Sì, ma anche il cinema non è immune dalla propaganda. Già all’inizio del Novecento, registi come Eisenstein lavoravano con immagini ideologiche. Più recentemente ho montato Between Revolutions di Vlad Petri, costruito prevalentemente con materiali d’archivio dall’Iran post-rivoluzionario: film prodotti come propaganda di Stato, formalmente impeccabili ma totalmente falsi. Anche il cinema, con la sua “serietà”, può ingannare più di un video su TikTok.

(Lo stesso ci ha raccontato il regista indonesiano Garin Nugroho in questa intervista.)

Negli ultimi anni hai lavorato spesso a film con temi politici o sociali. È una scelta etica o artistica?

Entrambe le cose. Da quindici anni cerco di orientarmi verso progetti che affrontano questioni politiche o sociali. Mi fa stare meglio, dà un senso diverso, più importante, al mio lavoro. Non sono d’accordo con molte posizioni diffuse nel mio Paese – sull’Unione Europea, sulle minoranze etniche o sessuali, sulla Chiesa – e credo che il mio modo di partecipare al dibattito, oltre al voto, sia anche questo: lavorare su film che riflettono la realtà e la criticano.

Bad Luck Banging or Loony Porn

Bad Luck Banging or Loony Porn (Radu Jude, 2021)

In questo senso, hai collaborato con molti protagonisti del cosiddetto “Nuovo Cinema Romeno”. Come vede oggi la situazione del cinema nel tuo Paese?

Direi che non è ancora maturo. Ci sono stati film importanti negli ultimi decenni, ma non parlerei di una vera e propria “scuola”. Più che un movimento, sono stati incontri felici, coincidenze fortunate. Siamo solo all’inizio di un percorso, che dovrà ramificarsi sempre di più.

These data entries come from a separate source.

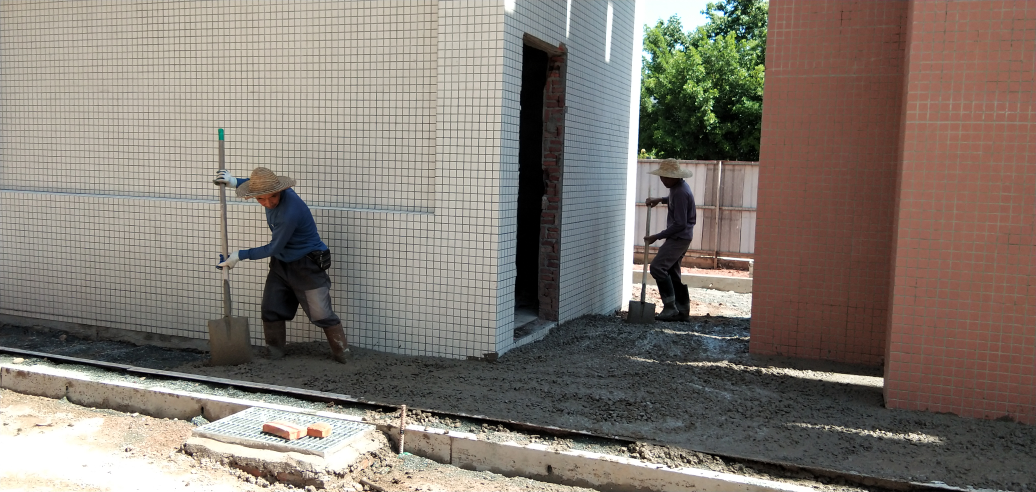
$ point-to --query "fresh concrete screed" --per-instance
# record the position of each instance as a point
(457, 449)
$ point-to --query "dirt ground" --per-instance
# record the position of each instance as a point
(55, 445)
(677, 388)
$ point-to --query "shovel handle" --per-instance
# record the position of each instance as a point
(643, 278)
(226, 243)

C’è un film che consideri una svolta nella tua carriera o nel tuo modo di lavorare?

Più che un singolo titolo, direi che tutto è iniziato nella Cinemateca di Bucarest, dove ho scoperto i classici: il cinema sovietico, il Neorealismo italiano, la Nouvelle Vague. Ma le influenze non vengono solo dal cinema. Anche la letteratura, la musica o la storia possono insegnare il ritmo, la composizione, la struttura. È importante guardare, leggere, ascoltare tutto: la cultura è un insieme, non una specializzazione, si impara il montaggio anche così.

In un mondo saturo di immagini, quale ruolo può avere ancora un cinema impegnato nel risvegliare empatia e coscienza critica?

Non so se un film possa cambiare il mondo, ma può cambiare la percezione di chi lo guarda. Anche solo far conoscere una realtà sconosciuta è già un atto politico. Il regista Laurent Cantet diceva che un buon film è quello che porta “notizie da una parte del mondo che non conosciamo”. E questo, oggi, nonostante Google, è ancora necessario.

Un consiglio ai giovani montatori e cineasti che iniziano ora?

Lavorare, il più possibile. Anche su progetti piccoli o amatoriali: ogni esperienza conta. Oggi chiunque può girare e montare con un telefono o un laptop. È una grande occasione: giocare con il cinema, fare pratica ogni giorno. Tutto questo torna utile, prima o poi.

Si conclude la 12ª edizione del FFDUL

Cătălin Cristuțiu ha portato al Film Festival Diritti Umani Lugano una visione lucida e appassionata: quella di chi crede nel potere etico del montaggio e nel cinema come strumento di consapevolezza.
In un’epoca di manipolazioni visive e narrazioni tossiche, le sue parole ricordano che ogni taglio, ogni scelta di montaggio, è anche una presa di posizione.